Gilles Notton, maître de conférence en énergies renouvelables sur la plateforme de recherche de Vignola de l'Université de Corse s'en satisfait : " Ce plan est une bonne chose, et c'est bien d'arrêter de forcer les gens, mais il faut que tout le monde s'y mette. Insister sur le bâti c'est une bonne chose parce qu'il représente la plus grosse partie de la consommation d'électricité" Le chercheur soulève pourtant une problématique : "on oriente régulièrement les gens vers des chauffe-eau thermodynamiques, mais on oublie d'autres solutions comme les capteurs solaires thermiques pour l'eau chaude sanitaire par exemple. On oublie des opportunités."

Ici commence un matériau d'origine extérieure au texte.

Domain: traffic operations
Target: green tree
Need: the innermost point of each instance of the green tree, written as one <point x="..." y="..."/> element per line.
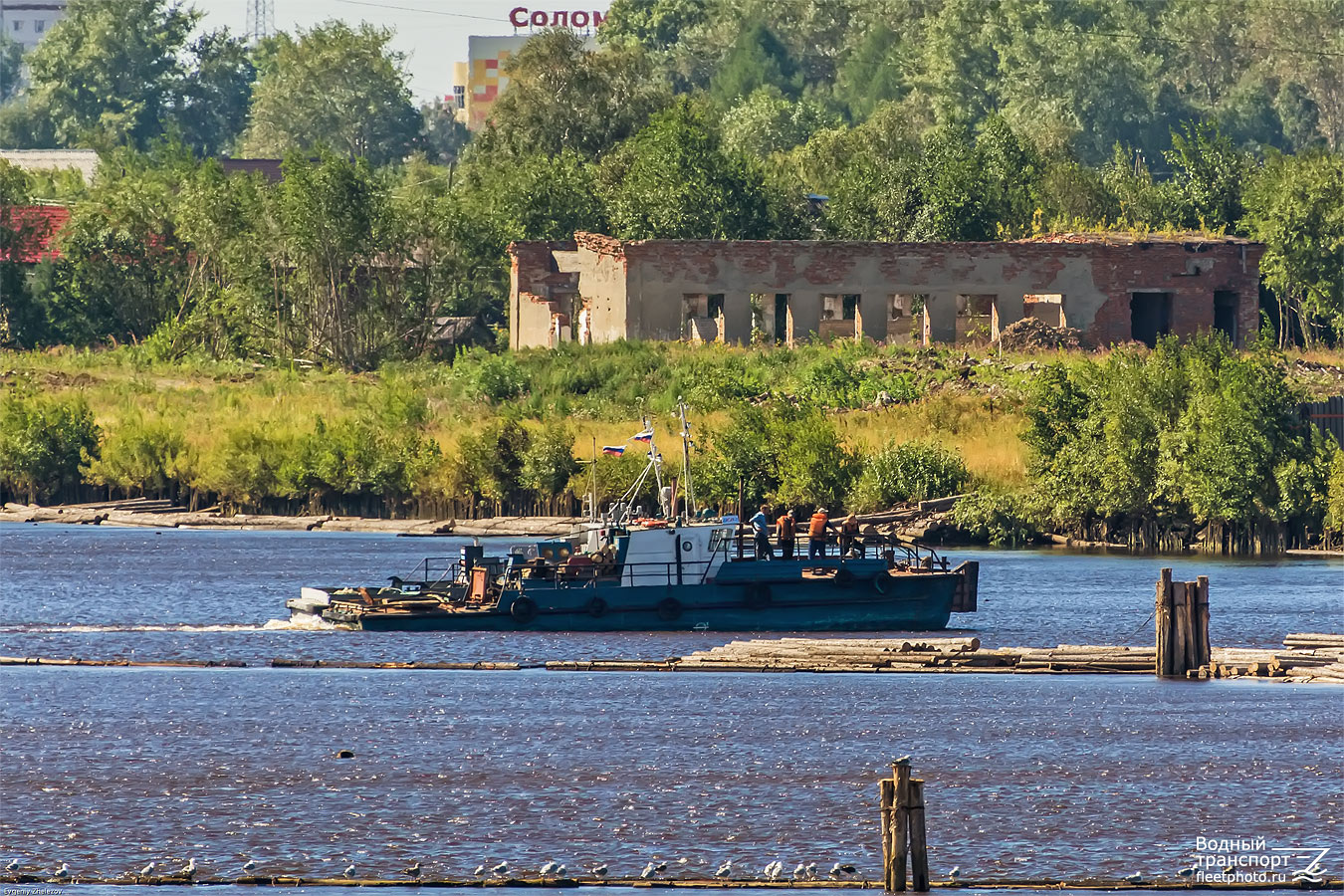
<point x="757" y="60"/>
<point x="1207" y="177"/>
<point x="674" y="181"/>
<point x="334" y="88"/>
<point x="126" y="72"/>
<point x="907" y="472"/>
<point x="768" y="122"/>
<point x="331" y="229"/>
<point x="45" y="441"/>
<point x="560" y="97"/>
<point x="652" y="24"/>
<point x="1296" y="207"/>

Autre bémol mis en exergue par l'universitaire, la mauvaise adaptation aux territoires "certaines solutions sont préconisées mais pour la région parisienne. Il faut adapter aux régions notamment au niveau des transports en commun."
Une première étape vers la neutralité carbone
L'ambition mise en avant par la ministre de la transition énergétique Agnès Pannier-Runacher, est de débuter la sortie de la dépendance française aux énergies fossiles, tout en réduisant de 40% la consommation d'énergie d'ici 2050 : "Nous n'avons jamais été indépendants en matière d'énergie. Aujourd'hui, nous sommes exposés aux énergies fossiles à hauteur de 66% dans notre consommation d'énergie. L'enjeu, c'est de sortir ces énergies fossiles pour avoir réellement cette énergie abondante, à bas prix et qui ne fait plus de mal à notre planète".
Si le plan représente un potentiel de réduction de consommation d'environ 50TWh, reste à savoir si les français adopteront ces mesures, et si elles suffiront à diminuer la consommation énergétique du pays sur le long terme.